Ordinanza contingibile e urgente: legittimo l’ordine al privato anche senza accertamento definitivo della proprietà del muro (TAR Calabria n. 1529 del 03.08.2026)
Principi di diritto (Massima)
Il potere sindacale di ordinanza contingibile e urgente ex art. 54 T.U.E.L. è esercitabile quando sussista una situazione di pericolo grave per l’incolumità pubblica che, per la sua eccezionalità, non possa essere fronteggiata con i rimedi ordinari. Il requisito dell’urgenza sussiste anche se la situazione di pericolo si protrae da lungo tempo, purché l’aggravamento renda l’intervento non ulteriormente rinviabile. L’ordinanza prescinde dall’accertamento definitivo della proprietà del bene e delle cause che hanno generato il pericolo, essendo sufficiente una verifica minima e di immediata realizzazione in base alla situazione di fatto, fermo il limite di non porre incombenze a soggetti del tutto estranei al pericolo. L’ordine di esecuzione dei lavori al privato lascia impregiudicata la questione dell’accollo economico dei costi, estranea alla funzione del provvedimento.
Il Fatto
Il ricorrente, proprietario di un’abitazione in un comprensorio insistente su un muro di contenimento in stato di marcato dissesto, impugnava l’ordinanza contingibile e urgente con cui il Sindaco gli aveva intimato, insieme ad altri proprietari, di eseguire opere di regimentazione delle acque meteoriche e di alleggerimento dei carichi sul muro, nonché di procedere al definitivo ripristino delle condizioni di sicurezza per la parte di proprietà privata. Il ricorrente deduceva la carenza dei presupposti di necessità e urgenza, il difetto di istruttoria e di motivazione, la violazione delle garanzie partecipative e contestava l’attribuzione della proprietà del muro ai privati, ritenendolo di proprietà comunale in quanto funzionale alla protezione della strada.
La Motivazione della Corte
Il TAR Calabria ha ricostruito i presupposti dell’ordinanza extra ordinem, richiamando la giurisprudenza costante secondo cui la situazione di pericolo può protrarsi a lungo senza cagionare il danno, senza che ciò impedisca l’esercizio del potere nel momento in cui l’aggravamento rende l’intervento non più rinviabile.
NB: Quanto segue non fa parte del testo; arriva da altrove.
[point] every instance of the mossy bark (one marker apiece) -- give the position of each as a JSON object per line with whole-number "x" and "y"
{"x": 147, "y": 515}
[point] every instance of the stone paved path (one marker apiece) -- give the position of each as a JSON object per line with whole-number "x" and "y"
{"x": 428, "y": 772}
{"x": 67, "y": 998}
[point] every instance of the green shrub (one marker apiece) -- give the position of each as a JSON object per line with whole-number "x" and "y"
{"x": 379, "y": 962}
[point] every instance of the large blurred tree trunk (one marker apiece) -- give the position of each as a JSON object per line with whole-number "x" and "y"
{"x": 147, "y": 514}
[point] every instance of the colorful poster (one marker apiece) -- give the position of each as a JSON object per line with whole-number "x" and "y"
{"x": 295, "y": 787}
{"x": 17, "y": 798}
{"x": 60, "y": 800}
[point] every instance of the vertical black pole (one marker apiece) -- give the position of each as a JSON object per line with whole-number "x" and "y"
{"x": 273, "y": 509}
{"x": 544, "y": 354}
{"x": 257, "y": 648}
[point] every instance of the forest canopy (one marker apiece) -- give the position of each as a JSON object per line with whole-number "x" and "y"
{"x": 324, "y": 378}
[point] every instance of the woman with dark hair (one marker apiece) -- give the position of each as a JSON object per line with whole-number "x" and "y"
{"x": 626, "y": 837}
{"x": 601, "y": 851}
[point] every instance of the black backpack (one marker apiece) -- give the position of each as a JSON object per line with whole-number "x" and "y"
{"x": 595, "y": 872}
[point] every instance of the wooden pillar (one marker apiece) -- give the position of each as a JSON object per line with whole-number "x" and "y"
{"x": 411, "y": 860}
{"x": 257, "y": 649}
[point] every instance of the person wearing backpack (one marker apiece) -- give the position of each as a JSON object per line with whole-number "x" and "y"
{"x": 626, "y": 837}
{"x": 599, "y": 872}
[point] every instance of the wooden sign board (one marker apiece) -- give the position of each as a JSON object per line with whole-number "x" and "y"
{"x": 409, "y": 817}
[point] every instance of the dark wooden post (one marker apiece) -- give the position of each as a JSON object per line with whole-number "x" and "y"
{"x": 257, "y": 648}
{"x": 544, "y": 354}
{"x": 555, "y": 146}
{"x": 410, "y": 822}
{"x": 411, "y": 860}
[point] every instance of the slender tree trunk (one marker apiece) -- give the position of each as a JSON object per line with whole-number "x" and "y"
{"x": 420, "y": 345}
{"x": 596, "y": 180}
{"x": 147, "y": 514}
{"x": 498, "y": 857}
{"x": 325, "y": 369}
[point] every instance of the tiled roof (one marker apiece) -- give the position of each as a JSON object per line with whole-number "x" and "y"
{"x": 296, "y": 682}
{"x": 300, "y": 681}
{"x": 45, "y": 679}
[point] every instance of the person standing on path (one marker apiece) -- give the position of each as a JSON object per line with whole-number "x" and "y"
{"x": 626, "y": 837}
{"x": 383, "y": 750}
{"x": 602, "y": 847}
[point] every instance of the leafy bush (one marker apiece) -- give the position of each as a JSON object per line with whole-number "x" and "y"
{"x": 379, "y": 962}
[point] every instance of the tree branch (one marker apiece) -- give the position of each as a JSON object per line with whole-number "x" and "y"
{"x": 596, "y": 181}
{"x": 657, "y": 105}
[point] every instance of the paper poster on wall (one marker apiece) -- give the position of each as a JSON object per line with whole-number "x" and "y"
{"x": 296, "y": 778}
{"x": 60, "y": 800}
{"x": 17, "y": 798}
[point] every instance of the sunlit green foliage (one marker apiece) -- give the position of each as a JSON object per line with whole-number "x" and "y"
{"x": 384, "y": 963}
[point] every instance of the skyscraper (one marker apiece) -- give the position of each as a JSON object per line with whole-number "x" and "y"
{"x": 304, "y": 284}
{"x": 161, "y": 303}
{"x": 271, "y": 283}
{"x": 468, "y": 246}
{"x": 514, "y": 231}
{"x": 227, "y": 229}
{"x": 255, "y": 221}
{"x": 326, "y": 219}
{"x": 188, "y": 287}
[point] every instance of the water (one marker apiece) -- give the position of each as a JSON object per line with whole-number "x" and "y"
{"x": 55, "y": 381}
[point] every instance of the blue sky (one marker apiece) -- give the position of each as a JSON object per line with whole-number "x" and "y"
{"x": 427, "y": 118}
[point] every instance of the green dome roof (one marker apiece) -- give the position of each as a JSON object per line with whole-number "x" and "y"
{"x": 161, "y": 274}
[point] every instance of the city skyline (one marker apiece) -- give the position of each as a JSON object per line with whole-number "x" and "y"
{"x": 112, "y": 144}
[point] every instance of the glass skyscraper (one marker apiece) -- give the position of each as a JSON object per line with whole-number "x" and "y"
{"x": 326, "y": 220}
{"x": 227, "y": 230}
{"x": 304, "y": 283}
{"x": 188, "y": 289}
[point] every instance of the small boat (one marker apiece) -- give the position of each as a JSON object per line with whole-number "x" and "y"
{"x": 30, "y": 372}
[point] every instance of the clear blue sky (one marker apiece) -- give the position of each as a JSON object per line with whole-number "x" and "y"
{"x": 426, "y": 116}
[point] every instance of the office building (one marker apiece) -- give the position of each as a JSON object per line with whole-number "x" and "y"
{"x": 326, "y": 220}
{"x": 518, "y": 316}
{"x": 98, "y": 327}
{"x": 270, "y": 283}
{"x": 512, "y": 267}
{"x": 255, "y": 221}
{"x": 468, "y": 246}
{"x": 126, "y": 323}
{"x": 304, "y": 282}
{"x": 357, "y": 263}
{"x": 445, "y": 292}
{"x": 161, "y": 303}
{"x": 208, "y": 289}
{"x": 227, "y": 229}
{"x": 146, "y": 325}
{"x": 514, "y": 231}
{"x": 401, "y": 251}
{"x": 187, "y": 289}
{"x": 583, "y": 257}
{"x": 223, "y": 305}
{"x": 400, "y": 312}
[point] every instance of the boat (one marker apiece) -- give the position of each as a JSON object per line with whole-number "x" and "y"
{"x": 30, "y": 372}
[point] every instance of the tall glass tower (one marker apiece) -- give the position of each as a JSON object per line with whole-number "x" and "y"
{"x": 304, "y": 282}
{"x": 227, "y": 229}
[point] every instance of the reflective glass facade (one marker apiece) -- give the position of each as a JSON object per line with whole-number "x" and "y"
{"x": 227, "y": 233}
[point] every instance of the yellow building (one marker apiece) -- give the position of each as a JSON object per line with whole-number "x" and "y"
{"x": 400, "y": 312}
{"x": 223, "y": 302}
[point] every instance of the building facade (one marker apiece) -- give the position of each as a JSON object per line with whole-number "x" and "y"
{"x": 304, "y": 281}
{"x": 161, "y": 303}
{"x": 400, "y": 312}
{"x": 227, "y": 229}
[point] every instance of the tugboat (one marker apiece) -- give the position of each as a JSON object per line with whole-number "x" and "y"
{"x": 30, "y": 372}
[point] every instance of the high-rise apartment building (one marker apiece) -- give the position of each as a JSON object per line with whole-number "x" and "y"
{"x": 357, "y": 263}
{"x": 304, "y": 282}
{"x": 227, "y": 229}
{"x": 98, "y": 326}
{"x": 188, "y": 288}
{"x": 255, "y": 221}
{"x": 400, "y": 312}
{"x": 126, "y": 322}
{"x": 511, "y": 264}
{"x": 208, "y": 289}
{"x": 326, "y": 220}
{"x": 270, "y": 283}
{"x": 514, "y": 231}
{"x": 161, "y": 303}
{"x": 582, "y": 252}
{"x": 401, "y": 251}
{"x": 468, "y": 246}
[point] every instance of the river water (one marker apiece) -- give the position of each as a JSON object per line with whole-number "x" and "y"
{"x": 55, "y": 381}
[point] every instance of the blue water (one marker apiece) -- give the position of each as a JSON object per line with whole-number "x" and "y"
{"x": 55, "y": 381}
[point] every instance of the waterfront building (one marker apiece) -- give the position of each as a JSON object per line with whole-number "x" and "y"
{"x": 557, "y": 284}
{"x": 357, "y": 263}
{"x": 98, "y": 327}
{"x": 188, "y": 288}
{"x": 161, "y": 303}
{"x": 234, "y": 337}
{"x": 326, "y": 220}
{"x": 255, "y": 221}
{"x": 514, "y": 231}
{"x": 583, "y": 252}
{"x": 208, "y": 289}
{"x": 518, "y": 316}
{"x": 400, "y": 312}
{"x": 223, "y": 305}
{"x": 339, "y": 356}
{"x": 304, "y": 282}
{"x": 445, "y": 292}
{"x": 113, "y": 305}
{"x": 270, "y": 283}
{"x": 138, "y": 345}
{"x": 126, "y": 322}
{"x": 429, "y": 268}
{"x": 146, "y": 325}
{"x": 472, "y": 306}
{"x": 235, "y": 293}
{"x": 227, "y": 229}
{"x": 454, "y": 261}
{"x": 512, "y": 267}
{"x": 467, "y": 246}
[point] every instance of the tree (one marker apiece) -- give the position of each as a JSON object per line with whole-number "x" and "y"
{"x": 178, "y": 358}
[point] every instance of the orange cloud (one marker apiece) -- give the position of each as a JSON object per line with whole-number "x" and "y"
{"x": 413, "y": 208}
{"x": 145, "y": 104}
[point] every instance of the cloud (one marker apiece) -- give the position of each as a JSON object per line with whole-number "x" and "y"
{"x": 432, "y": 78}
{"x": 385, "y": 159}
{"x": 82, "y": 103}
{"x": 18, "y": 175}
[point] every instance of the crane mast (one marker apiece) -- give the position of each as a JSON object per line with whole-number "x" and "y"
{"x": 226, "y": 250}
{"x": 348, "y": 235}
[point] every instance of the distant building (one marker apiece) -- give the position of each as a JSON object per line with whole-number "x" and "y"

La contingibilità deve intendersi come attualità o imminenza di un fatto eccezionale, ma l’ordinanza è legittima anche quando il pericolo consiste in una ragionevole probabilità di danno se non si interviene prontamente.
Il Collegio ha ritenuto infondata la censura di carenza dei presupposti, evidenziando che il Sindaco aveva correttamente motivato l’indifferibilità degli interventi sulla base delle risultanze tecniche richiamate e degli infruttuosi tentativi di sollecitare i proprietari a provvedere. Gli interventi provvisori di messa in sicurezza già realizzati dal Comune non dimostravano l’assenza dei requisiti di urgenza, ma anzi palesavano la necessità di quelli definitivi, come emerso dalla relazione tecnica allegata al certificato di regolare esecuzione.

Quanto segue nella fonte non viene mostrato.